Recycling an old photo of the board, let me assure you of one thing: random lead clippings that short pins on the programable chip can be quite annoying. I must have re soldered 10 different components before I saw the lead clipping laying there. Assemble, disassemble, reassemble, disassemble... That cost a good 20 minutes. But finally I have the main board complete!
Next, it was time to kit the box. The instructions recommend not kitting until the rig has been fully tested. In retrospect, that makes sense... sigh. Here's how it looks now that it's kitted, though!
The circuit board mounts into the top of the case, with 4 screws which seem to provide ground. That will become important shortly... Kitting everything was pretty straightforward, although I was surprised that the power tap didn't fit. I had to ream out the hole just a bit (nothing a really sharp tempered steel knife couldn't handle). Remember the comment about the external power? Well, if you look really close you'll see I connected the center pin on the external power jack to the ground (white lead), and the outside of the jack to the board's power. Yes, I'm sure you did the math and arrived at the conclusion I overlooked: this causes a short and can really heat up a battery quickly. I'm actually lucky I tested with 8 AA's at 12v rather than a larger 12v SLA battery that could have delivered a bigger punch!
The internal battery pack has sticky tape on it. It needs to be soldered to a wire. This is one of two complaints I have about the entire kit: the plastic battery case melts before the contacts are warm enough for the solder to flow. (My other complaint is about the documentation on T1 and on the monster torroid.) You can barely see it my workaround, but I ended up soldering to the spring inside the battery pack (topmost row, on the far right).
This is the rig, no decals yet. That yellow color is pretty bright--selected to help you find or avoid stepping on the rig while operating in the field.
Connection points. From left to right: power, BNC antenna, switch from BNC to balanced line, and balanced line contacts.
Well at this point I'm pretty happy. My buddy WB6YOK and wrapped up around 10:30 Saturday--another quite long evening and I know my wife will be happy when I'm done disappearing for half a day at a time. I know I will be!
Evidence: it runs on external power. It runs on internal power. It runs!
My preliminary testing was indeterminate--lower power reading on the SWR/power meter, but the antenna was poorly tuned. My Elecraft T1 tuner showed 5+ watts on 40 and 30 (the tuner has LEDs to indicate 1, 5 and 10 watts, so if the rig puts out 4.5 watts it's still not possible to know anything other than the righ puts out more than 1 watt).

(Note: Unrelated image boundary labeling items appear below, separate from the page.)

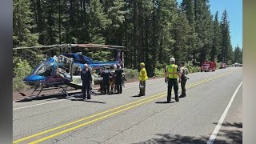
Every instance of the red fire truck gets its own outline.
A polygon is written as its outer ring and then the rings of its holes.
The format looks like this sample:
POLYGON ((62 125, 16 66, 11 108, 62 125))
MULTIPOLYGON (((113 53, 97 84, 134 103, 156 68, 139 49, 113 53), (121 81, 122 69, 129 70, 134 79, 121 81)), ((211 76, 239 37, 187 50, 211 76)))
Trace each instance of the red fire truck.
POLYGON ((221 69, 226 69, 226 63, 222 63, 221 69))
POLYGON ((215 71, 216 70, 216 62, 205 62, 201 66, 201 72, 205 71, 215 71))

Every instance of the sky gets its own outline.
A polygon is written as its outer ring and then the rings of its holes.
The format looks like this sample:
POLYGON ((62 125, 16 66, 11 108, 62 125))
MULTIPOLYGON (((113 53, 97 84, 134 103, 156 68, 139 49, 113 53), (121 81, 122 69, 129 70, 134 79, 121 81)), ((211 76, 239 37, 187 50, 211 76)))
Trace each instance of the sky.
MULTIPOLYGON (((178 0, 181 2, 182 0, 178 0)), ((234 49, 238 45, 242 47, 242 0, 210 0, 210 10, 212 14, 218 10, 221 20, 226 9, 230 21, 231 45, 234 49)))

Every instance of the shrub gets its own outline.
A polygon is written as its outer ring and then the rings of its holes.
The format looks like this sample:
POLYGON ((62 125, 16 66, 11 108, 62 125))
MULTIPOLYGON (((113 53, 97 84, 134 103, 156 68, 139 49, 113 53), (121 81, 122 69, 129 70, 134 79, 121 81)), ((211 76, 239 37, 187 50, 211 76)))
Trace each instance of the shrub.
POLYGON ((126 78, 127 79, 138 78, 138 71, 137 70, 133 69, 124 69, 124 73, 126 74, 126 78))
POLYGON ((30 74, 32 68, 26 60, 22 61, 21 59, 16 59, 16 61, 17 62, 14 62, 16 66, 14 71, 13 90, 20 91, 30 88, 30 86, 26 86, 22 81, 26 76, 30 74))

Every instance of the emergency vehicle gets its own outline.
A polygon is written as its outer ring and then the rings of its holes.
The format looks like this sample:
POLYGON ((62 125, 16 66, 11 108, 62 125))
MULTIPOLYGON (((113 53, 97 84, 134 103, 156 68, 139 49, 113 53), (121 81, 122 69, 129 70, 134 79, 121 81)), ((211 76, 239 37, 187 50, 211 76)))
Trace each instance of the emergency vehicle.
POLYGON ((216 70, 216 62, 205 62, 201 66, 201 72, 205 71, 215 71, 216 70))

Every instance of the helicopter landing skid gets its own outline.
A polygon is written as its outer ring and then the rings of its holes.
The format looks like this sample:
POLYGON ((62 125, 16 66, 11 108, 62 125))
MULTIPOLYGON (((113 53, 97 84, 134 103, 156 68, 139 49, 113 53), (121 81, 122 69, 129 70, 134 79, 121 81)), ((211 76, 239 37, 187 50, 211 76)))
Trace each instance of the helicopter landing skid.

More testing yet to be done.
Next steps:
1. More output testing: I'd like to buy a few $0.50 50 Ohm resistors, build a dummy load, and test on a matched "line".
2. Install decals
3. Clear coat
4. I'm toying with spraying some reflective clear paint I have on various spots around the rig, to aid discoverability during nighttime
5. I would love to find some small rubber "covers" to put over the 4 switches. The rest of the through holes are actually sealed, but these 4 aren't. We swapped out cable boxes recently, but kept the old remote and it has a few rubber covers which just might work.
6. Build a balanced line and test the BLT
7. QSO!
I broke this out a couple days ago and tuned around the bands. I was swapping back and forth between my 817 and the PFR. I got a report later from a ham in Oregon that he'd heard me call CQ on 40 but he couldn't get his rig set up in time to answer me (I QSY'ed a bit too quickly). I don't know which radio I was on at the time).
Between the dummy load and figuring out the "recipe" for my Buddistick, I think I'll have this dialed in shortly.